Place all these 6 folders under a same TOP FOLDER . You can just move them there with mv command like this :

How to move folders ???


EXAMPLE FOLDER - any output data from six runs (six samples = 3 'condition' + 3 'control' ) with CB4/CC4/CF*/CS*/Cb* pipeline


All the output data is in same folder
located in /t1-data/usr/....../Promoter_capture

Promoter_capture
   |
   | CONDITION-samples (3 replicates) - this condition is called INSERT
   |
   |-- Analysis_INSERT_EB5
   |   `-- F6_greenGraphs_combined_..._CC4
   |        |-INSERT_EB5_Mitof.gff
   |        |-INSERT_EB5_SOX2.gff
   |        `-INSERT_EB5_nanog.gff
   |
   |-- Analysis_INSERT_EB6
   |   `-- F6_greenGraphs_combined_..._CC4
   |-- Analysis_INSERT_EB7
   |   `-- F6_greenGraphs_combined_..._CC4
   |
   | CONTROL-samples (3 replicates) - this control is called WT
   |
   |-- Analysis_WT_Sp5
   |   `-- F6_greenGraphs_combined_..._CC4
   |-- Analysis_WT_Sp6
   |   `-- F6_greenGraphs_combined_..._CC4
   `-- Analysis_WT_Sp15
       `-- F6_greenGraphs_combined_..._CC4




2) Check that your folder names differentiate between 'condition' and 'control'

The condition samples (above) have word INSERT in the folder name
and the control samples have word WT in the folder name

You can name your condition and control folder with any name you want, as long as there are 3 folders named as condition folders, and 3 folders named as control folders.

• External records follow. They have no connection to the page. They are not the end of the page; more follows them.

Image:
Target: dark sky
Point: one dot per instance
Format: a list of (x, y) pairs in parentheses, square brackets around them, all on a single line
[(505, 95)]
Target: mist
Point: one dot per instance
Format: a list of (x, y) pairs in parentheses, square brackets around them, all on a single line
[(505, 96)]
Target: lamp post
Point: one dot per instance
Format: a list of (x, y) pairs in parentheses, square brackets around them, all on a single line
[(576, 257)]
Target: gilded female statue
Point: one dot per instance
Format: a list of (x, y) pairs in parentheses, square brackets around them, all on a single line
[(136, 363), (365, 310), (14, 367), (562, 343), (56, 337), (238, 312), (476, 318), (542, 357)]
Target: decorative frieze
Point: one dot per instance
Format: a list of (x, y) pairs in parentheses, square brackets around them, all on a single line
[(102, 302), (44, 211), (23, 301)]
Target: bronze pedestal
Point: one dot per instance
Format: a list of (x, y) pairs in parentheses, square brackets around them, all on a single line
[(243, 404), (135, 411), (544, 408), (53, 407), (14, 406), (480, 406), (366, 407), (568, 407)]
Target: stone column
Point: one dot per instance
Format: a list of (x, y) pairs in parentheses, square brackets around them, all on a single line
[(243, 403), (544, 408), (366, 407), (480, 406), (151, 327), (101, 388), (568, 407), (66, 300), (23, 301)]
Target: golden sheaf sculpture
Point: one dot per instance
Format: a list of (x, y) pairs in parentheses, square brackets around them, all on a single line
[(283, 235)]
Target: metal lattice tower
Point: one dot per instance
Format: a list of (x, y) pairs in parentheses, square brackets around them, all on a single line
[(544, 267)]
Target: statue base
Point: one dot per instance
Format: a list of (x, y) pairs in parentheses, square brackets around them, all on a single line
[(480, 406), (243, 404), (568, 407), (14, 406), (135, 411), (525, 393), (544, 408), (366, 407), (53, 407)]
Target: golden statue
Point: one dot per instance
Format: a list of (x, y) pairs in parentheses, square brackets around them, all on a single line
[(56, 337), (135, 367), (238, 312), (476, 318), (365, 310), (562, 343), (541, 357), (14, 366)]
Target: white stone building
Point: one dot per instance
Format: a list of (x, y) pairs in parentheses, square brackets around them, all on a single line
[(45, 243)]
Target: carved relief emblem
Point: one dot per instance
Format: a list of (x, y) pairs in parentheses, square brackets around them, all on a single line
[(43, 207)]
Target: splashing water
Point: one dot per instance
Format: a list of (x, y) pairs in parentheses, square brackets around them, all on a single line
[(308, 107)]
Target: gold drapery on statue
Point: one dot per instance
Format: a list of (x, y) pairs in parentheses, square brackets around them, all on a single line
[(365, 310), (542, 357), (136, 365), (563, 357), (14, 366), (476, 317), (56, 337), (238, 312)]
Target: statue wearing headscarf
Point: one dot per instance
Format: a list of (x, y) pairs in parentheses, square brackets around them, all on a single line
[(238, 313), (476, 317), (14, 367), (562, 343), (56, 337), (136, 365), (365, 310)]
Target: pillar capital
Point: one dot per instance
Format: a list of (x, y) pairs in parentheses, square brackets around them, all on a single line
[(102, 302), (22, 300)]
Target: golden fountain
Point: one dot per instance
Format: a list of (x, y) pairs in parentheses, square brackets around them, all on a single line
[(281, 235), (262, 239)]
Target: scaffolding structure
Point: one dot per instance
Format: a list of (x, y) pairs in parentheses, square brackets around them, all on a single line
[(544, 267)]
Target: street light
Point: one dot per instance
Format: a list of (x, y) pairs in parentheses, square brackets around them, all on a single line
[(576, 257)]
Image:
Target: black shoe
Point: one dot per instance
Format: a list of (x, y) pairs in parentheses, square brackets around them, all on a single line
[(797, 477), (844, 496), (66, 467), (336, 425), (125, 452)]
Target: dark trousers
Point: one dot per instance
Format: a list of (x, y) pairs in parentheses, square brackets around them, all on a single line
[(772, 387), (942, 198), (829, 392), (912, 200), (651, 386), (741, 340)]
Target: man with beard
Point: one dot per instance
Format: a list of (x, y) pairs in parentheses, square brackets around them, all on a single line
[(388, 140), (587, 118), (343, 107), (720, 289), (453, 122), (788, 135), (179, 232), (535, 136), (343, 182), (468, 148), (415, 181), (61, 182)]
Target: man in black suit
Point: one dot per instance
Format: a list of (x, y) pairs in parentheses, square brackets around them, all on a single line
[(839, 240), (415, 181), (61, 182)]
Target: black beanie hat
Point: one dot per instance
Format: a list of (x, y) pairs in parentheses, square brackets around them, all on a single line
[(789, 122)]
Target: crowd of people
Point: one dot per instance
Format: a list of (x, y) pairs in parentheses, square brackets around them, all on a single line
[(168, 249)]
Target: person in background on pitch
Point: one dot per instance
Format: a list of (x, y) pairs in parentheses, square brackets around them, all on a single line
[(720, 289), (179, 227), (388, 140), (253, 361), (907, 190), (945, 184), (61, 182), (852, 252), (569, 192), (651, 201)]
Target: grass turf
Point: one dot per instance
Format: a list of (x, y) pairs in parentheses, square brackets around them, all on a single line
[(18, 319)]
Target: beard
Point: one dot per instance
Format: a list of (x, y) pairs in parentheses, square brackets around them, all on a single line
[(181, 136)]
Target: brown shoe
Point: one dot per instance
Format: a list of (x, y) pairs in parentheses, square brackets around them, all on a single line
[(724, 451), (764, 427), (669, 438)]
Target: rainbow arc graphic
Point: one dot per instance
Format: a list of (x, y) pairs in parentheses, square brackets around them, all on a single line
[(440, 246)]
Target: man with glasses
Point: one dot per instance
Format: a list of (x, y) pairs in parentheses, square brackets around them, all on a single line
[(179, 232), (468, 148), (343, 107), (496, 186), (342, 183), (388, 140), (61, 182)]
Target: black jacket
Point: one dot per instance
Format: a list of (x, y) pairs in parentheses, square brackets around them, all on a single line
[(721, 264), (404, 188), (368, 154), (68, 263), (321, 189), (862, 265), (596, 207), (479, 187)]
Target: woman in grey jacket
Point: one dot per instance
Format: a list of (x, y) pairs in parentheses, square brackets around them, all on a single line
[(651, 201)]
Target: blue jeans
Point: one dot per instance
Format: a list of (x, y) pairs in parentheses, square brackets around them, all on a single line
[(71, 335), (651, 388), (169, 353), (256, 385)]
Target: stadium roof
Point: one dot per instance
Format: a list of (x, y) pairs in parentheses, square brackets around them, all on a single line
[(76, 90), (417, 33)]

If your folder structure does not look like that - change folder names :

How to change folder names ???




3) Check that you have CB4/CC4/CF*/CS*/Cb* output files for all your OLIGOS of interest

Go to your top folder ( folder /t1-data/usr/....../Promoter_capture in above example ),
and run the tester command :

/t1-data/data/hugheslab/jelenatools/CC/statistics/oligolister.sh

You should see each of your OLIGOs once for each of your 6 samples !
Check also the file size ! - you may have empty file (size 0)



Example output :

Analysis_INSERT_EB5

File size       OLIGOfile name
539K    COMBINED_CC4_nprl3.gff
346K    COMBINED_CC4_mpg.gff

Analysis_INSERT_EB6

File size       OLIGOfile name
846K    COMBINED_CC4_nprl3.gff
607K    COMBINED_CC4_mpg.gff

... et cetera ...

Analysis_WT_Sp16

File size       OLIGOfile name
482K    COMBINED_CC4_nprl3.gff
334K    COMBINED_CC4_mpg.gff


If you have VERY MANY folders in there (more than the 6 samples for this statistics run)
- you can add to the command, which "folder series" you want to list:

/t1-data/data/hugheslab/jelenatools/CC/statistics/oligolister.sh INSERT
/t1-data/data/hugheslab/jelenatools/CC/statistics/oligolister.sh WT


4) Build the run command

Example run command :
    
/t1-data/data/hugheslab/jelenatools/CC/statistics/statisticsRunner.sh 
    --ccversion CC4 ( or CB4/CC4/CF*/CS*/Cb* )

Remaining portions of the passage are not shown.